Saturday, May 23, 2020

2020/057: Big Sky -- Kate Atkinson

He’d been out of the real business of detecting for too long. Entrapping unfaithful boyfriends and husbands wasn’t dealing with criminals, just high-functioning morons. [loc. 2408]


I've enjoyed Atkinson's previous Jackson Brodie novels, though not as much as I've enjoyed her other work (see various reviews here): Big Sky, however, left me cold. Jackson Brodie -- sharing custody of his teenage son with Julia, carrying out run-of-the-mill investigations in Yorkshire, starting to feel as though he may be past his best -- is peripheral to the main stories here, which are definitely in 'lost girls' territory. There is the lingering rumour of a third man involved in a historical paedophile ring; there is the lucrative Exotic Travel, which is more of an import business; there is a child getting into a car, observed by Brodie, whose instincts tell him something is wrong.

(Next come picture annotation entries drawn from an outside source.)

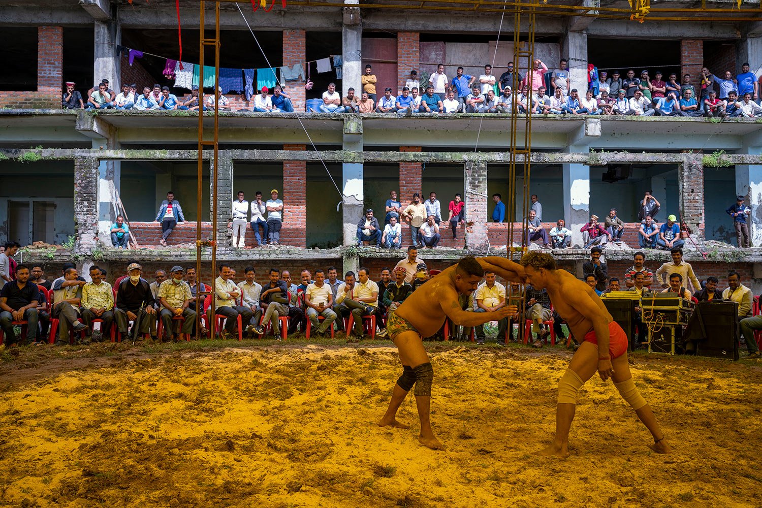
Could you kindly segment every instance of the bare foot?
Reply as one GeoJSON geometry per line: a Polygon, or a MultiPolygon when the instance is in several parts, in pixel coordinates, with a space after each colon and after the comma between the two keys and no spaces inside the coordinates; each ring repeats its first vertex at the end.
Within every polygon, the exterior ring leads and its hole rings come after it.
{"type": "Polygon", "coordinates": [[[425,445],[433,450],[443,450],[444,445],[440,443],[439,439],[432,436],[418,436],[418,441],[422,445],[425,445]]]}
{"type": "Polygon", "coordinates": [[[537,450],[533,455],[543,457],[560,457],[561,458],[566,458],[569,456],[569,451],[566,448],[566,445],[559,446],[554,443],[547,448],[537,450]]]}
{"type": "Polygon", "coordinates": [[[387,419],[386,417],[382,418],[378,423],[379,427],[393,427],[397,429],[409,429],[409,425],[405,425],[405,423],[400,423],[397,421],[396,418],[387,419]]]}
{"type": "Polygon", "coordinates": [[[654,444],[648,445],[648,446],[657,453],[672,452],[672,449],[670,447],[669,443],[667,443],[667,439],[660,439],[658,443],[655,443],[654,444]]]}

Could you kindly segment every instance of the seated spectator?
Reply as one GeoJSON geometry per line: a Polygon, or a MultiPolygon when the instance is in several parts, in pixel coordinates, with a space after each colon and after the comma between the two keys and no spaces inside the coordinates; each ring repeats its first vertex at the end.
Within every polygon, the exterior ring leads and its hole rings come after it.
{"type": "MultiPolygon", "coordinates": [[[[352,95],[354,95],[354,88],[350,88],[352,95]]],[[[280,85],[276,85],[273,89],[273,96],[270,97],[274,110],[278,110],[283,113],[293,113],[293,104],[291,104],[291,96],[283,91],[280,85]]],[[[343,103],[342,103],[343,104],[343,103]]],[[[357,99],[355,99],[357,106],[357,99]]],[[[347,111],[348,112],[348,111],[347,111]]]]}
{"type": "Polygon", "coordinates": [[[658,225],[654,222],[651,216],[645,216],[645,219],[640,223],[640,229],[638,230],[638,244],[640,248],[655,249],[659,232],[658,225]]]}
{"type": "Polygon", "coordinates": [[[455,194],[455,199],[450,202],[448,206],[450,216],[447,221],[450,222],[450,228],[453,232],[453,238],[458,239],[458,225],[463,225],[466,223],[466,202],[463,200],[463,196],[459,193],[455,194]]]}
{"type": "Polygon", "coordinates": [[[709,95],[703,100],[703,103],[706,116],[723,118],[728,116],[725,112],[725,102],[717,98],[717,92],[714,90],[709,91],[709,95]]]}
{"type": "Polygon", "coordinates": [[[98,90],[92,93],[85,107],[88,109],[94,108],[96,110],[113,109],[114,107],[113,98],[111,94],[108,93],[107,88],[108,85],[106,83],[98,85],[98,90]]]}
{"type": "Polygon", "coordinates": [[[397,110],[395,104],[397,104],[397,97],[392,95],[392,89],[387,88],[384,90],[383,96],[379,99],[379,104],[376,107],[376,113],[394,113],[397,110]]]}
{"type": "Polygon", "coordinates": [[[368,92],[363,91],[363,95],[357,103],[357,113],[373,113],[375,109],[373,100],[368,97],[368,92]]]}
{"type": "Polygon", "coordinates": [[[321,113],[336,113],[341,107],[341,96],[336,91],[336,84],[328,83],[328,90],[323,92],[323,104],[320,104],[321,113]]]}
{"type": "Polygon", "coordinates": [[[566,228],[566,223],[563,219],[559,219],[555,226],[550,229],[550,242],[554,249],[572,247],[572,232],[566,228]]]}
{"type": "Polygon", "coordinates": [[[616,216],[616,209],[612,208],[609,215],[604,221],[604,225],[609,233],[610,238],[613,240],[617,245],[622,243],[622,234],[624,233],[624,222],[616,216]]]}
{"type": "Polygon", "coordinates": [[[199,109],[207,110],[207,107],[203,105],[203,99],[199,96],[197,85],[194,85],[190,89],[190,95],[183,97],[183,101],[178,106],[178,110],[189,110],[190,111],[198,111],[199,109]]]}
{"type": "Polygon", "coordinates": [[[645,97],[643,92],[640,90],[636,90],[635,96],[629,100],[629,110],[626,114],[636,117],[652,117],[654,110],[650,107],[651,100],[645,97]]]}
{"type": "Polygon", "coordinates": [[[439,223],[431,215],[418,230],[418,242],[424,247],[436,248],[442,235],[439,234],[439,223]]]}
{"type": "Polygon", "coordinates": [[[130,91],[129,83],[122,85],[122,91],[114,100],[114,105],[117,110],[131,110],[135,106],[135,94],[130,91]]]}
{"type": "Polygon", "coordinates": [[[347,90],[347,97],[341,99],[341,107],[344,108],[344,113],[357,112],[357,96],[354,94],[354,88],[352,87],[347,90]]]}
{"type": "Polygon", "coordinates": [[[656,238],[656,244],[659,248],[671,251],[680,248],[685,244],[685,242],[680,240],[680,225],[675,223],[676,220],[677,218],[674,215],[669,216],[667,217],[667,222],[659,228],[659,235],[656,238]]]}
{"type": "Polygon", "coordinates": [[[545,231],[545,228],[543,227],[539,219],[537,219],[537,214],[535,211],[530,210],[529,220],[527,223],[527,243],[529,244],[534,240],[542,240],[544,248],[550,247],[550,241],[548,239],[548,232],[545,231]]]}
{"type": "Polygon", "coordinates": [[[671,273],[669,276],[669,287],[662,289],[661,292],[676,292],[686,300],[690,300],[690,292],[683,287],[683,276],[680,273],[671,273]]]}
{"type": "MultiPolygon", "coordinates": [[[[219,98],[220,98],[219,101],[220,101],[220,103],[222,103],[222,97],[224,97],[224,96],[223,95],[220,95],[219,96],[219,98]]],[[[213,95],[212,96],[212,99],[213,99],[213,99],[214,99],[214,96],[213,95]]],[[[226,100],[227,99],[226,99],[226,100]]],[[[174,94],[170,94],[169,93],[169,87],[168,86],[162,87],[162,95],[161,95],[161,97],[159,97],[159,99],[158,99],[158,107],[159,107],[159,109],[162,109],[162,110],[176,110],[176,109],[178,109],[178,104],[179,103],[178,102],[178,97],[174,95],[174,94]]]]}
{"type": "Polygon", "coordinates": [[[582,232],[584,248],[593,245],[605,245],[607,241],[611,241],[611,235],[603,224],[598,223],[598,216],[594,214],[590,216],[590,222],[583,225],[580,231],[582,232]]]}
{"type": "Polygon", "coordinates": [[[17,342],[13,321],[27,321],[27,336],[21,339],[21,346],[30,345],[37,338],[39,312],[42,309],[38,309],[40,290],[29,280],[30,275],[29,267],[18,265],[16,280],[3,286],[0,291],[0,327],[5,334],[6,347],[17,342]]]}
{"type": "Polygon", "coordinates": [[[757,118],[762,116],[762,106],[751,100],[751,94],[744,94],[744,100],[738,106],[744,118],[757,118]]]}
{"type": "Polygon", "coordinates": [[[466,97],[466,113],[485,113],[487,108],[485,105],[485,96],[482,94],[482,90],[478,85],[475,85],[471,93],[466,97]]]}
{"type": "Polygon", "coordinates": [[[388,249],[399,249],[402,241],[402,226],[397,223],[397,218],[392,216],[389,218],[389,223],[384,226],[381,243],[388,249]]]}
{"type": "Polygon", "coordinates": [[[148,87],[143,88],[142,95],[139,97],[137,101],[135,101],[135,109],[139,111],[158,109],[158,103],[151,96],[151,89],[148,87]]]}
{"type": "Polygon", "coordinates": [[[117,248],[130,248],[130,226],[122,216],[118,216],[117,222],[111,225],[111,244],[117,248]]]}
{"type": "Polygon", "coordinates": [[[66,81],[66,91],[61,96],[61,107],[65,110],[81,110],[85,107],[82,95],[74,89],[74,81],[66,81]]]}
{"type": "Polygon", "coordinates": [[[683,98],[680,101],[680,109],[684,117],[701,117],[703,111],[699,108],[699,103],[693,98],[693,88],[685,88],[683,98]]]}
{"type": "Polygon", "coordinates": [[[365,216],[357,222],[357,247],[362,247],[363,241],[370,241],[371,247],[381,247],[381,227],[372,208],[365,210],[365,216]]]}
{"type": "Polygon", "coordinates": [[[706,277],[706,285],[700,291],[696,292],[693,295],[696,300],[699,302],[719,302],[723,299],[722,293],[717,289],[717,285],[719,284],[719,280],[717,277],[710,275],[706,277]]]}

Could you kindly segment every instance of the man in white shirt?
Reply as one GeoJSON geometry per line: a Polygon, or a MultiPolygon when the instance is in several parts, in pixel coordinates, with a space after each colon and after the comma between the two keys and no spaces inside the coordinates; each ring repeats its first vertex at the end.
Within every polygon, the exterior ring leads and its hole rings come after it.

There are some splendid women here, notably Crystal, who has remade her life after a shaky start and is now the wife of a successful businessman, raising her daughter to want for nothing. She's tacky and superficial, in some respects: but she has an iron will.

Big Sky redeems itself, in part, by a denouement that involves true justice rather than literal facts: but the theme was so grim, and Jackson's middle-agedness so hopeless, that even a week after reading I am happy to have forgotten most of the details of the plot.